Working forever for free, or Why I’m so tired, part 2 ~

Talking about dreams is a chancy enterprise. Armchair dream analysts are a dime a dozen. I’ve always had lots of repeating dream motifs, like tornado dreams (relatively common, I’ve found), sliding-off-the-top-of-the-Gateway-Arch dreams (this motif from my childhood seems to be an original), and so forth. But who wants to unwittingly reveal something embarrassing, like the fact that they have the “teeth dream” motif? (Oddly, to my knowledge I’ve never experienced this. When I read what all the variants supposedly mean—see http://www.dreamdictionary.org/common/teeth-dreams—I’m surprised I don’t have this dream running like a tape loop in my head every night.)

So I figure it’s always dangerous to write about dreams. But people tell me to take more chances in life. And I do have a problem.

I worked as a writer, graphic designer, and webmaster for a research university. Since my early retirement in 2009, I have dreamed about work in some manner every night. Let me put that the way someone half my age would: Every. Single. Night.

One nightmare that, thankfully, doesn’t recur too often, and that long preceded my retirement, is the one in which the printer delivers a seriously flawed publication. In most cases I start paging through a sample copy and realize that I don’t recognize any of the material. Sometimes the material actually changes as I peruse it, becoming more and more unfamiliar and bizarre.

Given the inevitable problems with printers, this nightmare is pretty rational. In real life, I was once looking at a sample copy of our research magazine only to find that the ink had largely washed off one of the spreads. Another time I was paging through a copy delivered to my home, flipped by an illustration of a fish, and then a few pages later flipped by an illustration of the same fish. Wait. What? WHAT?! Indeed, the copy had one missing signature and one repeated signature. Because the campus’s mailing center got its shipment from Central Receiving before my office got ours, and because they had been exceptionally efficient, hundreds of copies had been mailed out before I had seen one. I spent a sleepless night not knowing if EVERY SINGLE COPY was screwed up. (Sleuthing later revealed that perhaps only a couple of hundred copies were, but those included copies delivered to legislators’ offices.)

If I had this dream every night I’d surely be in a mental institution by now. Fortunately, I only have it on occasion.

But back to retirement. Initially, for two years or so, I had dreams in which getting to my office was a labyrinthine exercise. Older readers will probably remember the overturned-ship disaster movie “The Poseidon Adventure,” where the floors became the ceilings and survivors had to negotiate upside-down staircases and improvised passageways. A great many of the dreams were like that.

Or I would find the office only to see that it was completely renovated in a confusing way. Or that my office had been moved to a bizarre place. Or that we had hired new people working in a far-off corridor whom I never saw and whose names I never learned.
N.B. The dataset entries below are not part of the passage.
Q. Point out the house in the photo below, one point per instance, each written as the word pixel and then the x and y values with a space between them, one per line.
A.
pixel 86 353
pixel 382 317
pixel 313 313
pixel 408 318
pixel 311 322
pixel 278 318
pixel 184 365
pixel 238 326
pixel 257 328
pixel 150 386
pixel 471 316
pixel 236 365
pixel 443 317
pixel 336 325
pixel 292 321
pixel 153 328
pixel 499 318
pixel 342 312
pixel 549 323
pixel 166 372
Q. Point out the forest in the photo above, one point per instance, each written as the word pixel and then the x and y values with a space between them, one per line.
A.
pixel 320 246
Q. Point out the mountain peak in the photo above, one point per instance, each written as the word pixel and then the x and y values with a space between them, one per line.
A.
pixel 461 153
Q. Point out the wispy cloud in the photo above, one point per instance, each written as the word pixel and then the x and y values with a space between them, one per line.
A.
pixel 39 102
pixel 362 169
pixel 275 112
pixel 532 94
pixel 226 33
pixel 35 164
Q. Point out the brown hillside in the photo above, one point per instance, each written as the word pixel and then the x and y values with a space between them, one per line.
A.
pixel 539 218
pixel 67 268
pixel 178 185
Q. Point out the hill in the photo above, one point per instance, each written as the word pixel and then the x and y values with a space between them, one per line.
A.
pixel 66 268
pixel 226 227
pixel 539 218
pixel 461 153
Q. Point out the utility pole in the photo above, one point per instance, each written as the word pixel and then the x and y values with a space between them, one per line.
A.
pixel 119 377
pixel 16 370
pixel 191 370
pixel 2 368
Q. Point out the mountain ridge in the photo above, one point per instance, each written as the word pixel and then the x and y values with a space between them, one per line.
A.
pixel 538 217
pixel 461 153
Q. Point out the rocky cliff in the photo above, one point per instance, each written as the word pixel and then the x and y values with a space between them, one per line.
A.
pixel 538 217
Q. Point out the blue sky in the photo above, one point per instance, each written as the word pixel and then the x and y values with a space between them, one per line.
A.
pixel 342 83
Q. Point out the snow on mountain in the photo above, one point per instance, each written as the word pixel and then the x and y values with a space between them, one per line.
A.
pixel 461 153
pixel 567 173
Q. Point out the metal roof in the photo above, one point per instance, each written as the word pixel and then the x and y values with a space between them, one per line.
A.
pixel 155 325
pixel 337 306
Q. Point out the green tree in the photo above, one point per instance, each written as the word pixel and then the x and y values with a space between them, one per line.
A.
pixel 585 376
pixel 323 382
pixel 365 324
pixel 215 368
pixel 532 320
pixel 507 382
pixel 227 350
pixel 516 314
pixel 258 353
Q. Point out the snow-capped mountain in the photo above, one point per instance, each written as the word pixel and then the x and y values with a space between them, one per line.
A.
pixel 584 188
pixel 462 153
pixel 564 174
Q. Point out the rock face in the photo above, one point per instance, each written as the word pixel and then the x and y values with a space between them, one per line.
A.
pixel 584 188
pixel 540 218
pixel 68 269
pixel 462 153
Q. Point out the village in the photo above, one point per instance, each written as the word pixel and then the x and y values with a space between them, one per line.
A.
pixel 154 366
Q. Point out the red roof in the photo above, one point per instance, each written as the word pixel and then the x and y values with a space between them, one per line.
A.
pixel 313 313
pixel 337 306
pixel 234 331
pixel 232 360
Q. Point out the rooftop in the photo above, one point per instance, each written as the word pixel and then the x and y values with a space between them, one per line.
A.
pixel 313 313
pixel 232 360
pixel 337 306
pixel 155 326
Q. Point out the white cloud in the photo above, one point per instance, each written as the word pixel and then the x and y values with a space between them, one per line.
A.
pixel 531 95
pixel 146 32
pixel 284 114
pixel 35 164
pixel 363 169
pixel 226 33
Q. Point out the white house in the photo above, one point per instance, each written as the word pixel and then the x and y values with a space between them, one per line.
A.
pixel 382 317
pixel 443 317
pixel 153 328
Each one of these motifs, plus a few others, made dozens of nightly appearances.

But the one that’s troubling my sleep the most over the past year or two is this: I’ve continued to work voluntarily, without pay, and I can’t stop because the research magazine is not quite done. It’s almost done—just a few more design editing changes to make—but I can’t get in touch with the designer. (In my job I did a multitude of publications and websites, most of which I designed myself. But in my dreams the reason for staying at work is always the research magazine, which took pride of place in real life and required collaboration with an honest-to-god, truly good designer.)

Until recently in these dreams I had worked voluntarily for a year or so, something that even my boss didn’t seem to recall. Lately—alarmingly—the time has increased to two years or even more. Sometimes my dream self wonders in a panic how I’m supposed to make a living when I’m not getting paid. Sometimes I wonder if I should lobby for a way to get paid retroactively, but I know this is impossible. Sometimes I remember that I can walk out the door any time I want without repercussions, because I’m not employed. But I always come back.

Clearly I feel I’ve lost my identity without my job. Clearly I feel I’m still needed. In fact, the publications portfolio I’d built up over the course of 20 years was largely dismantled after I left, and the research magazine is no more—ripe grounds for a sense of futility. You’d think that, since I understand what the dream means, it would stop. But no. Last night I had been working voluntarily for almost three years.

How long am I going to be slaving away when I’m supposed to be sleeping? I’ve done it for two years already. I’m 55; let’s suppose I make it to 60. Must I endure this dream 1,800 more times? Will it eventually reduce in frequency, like the others have? And if so, will something even more nightmarish come to the fore?

I can hear the advice most people would give: I should get myself to a shrink as soon as possible and exorcise this demon.

It would have to be pro bono, though. After all, I haven’t gotten paid for quite some time.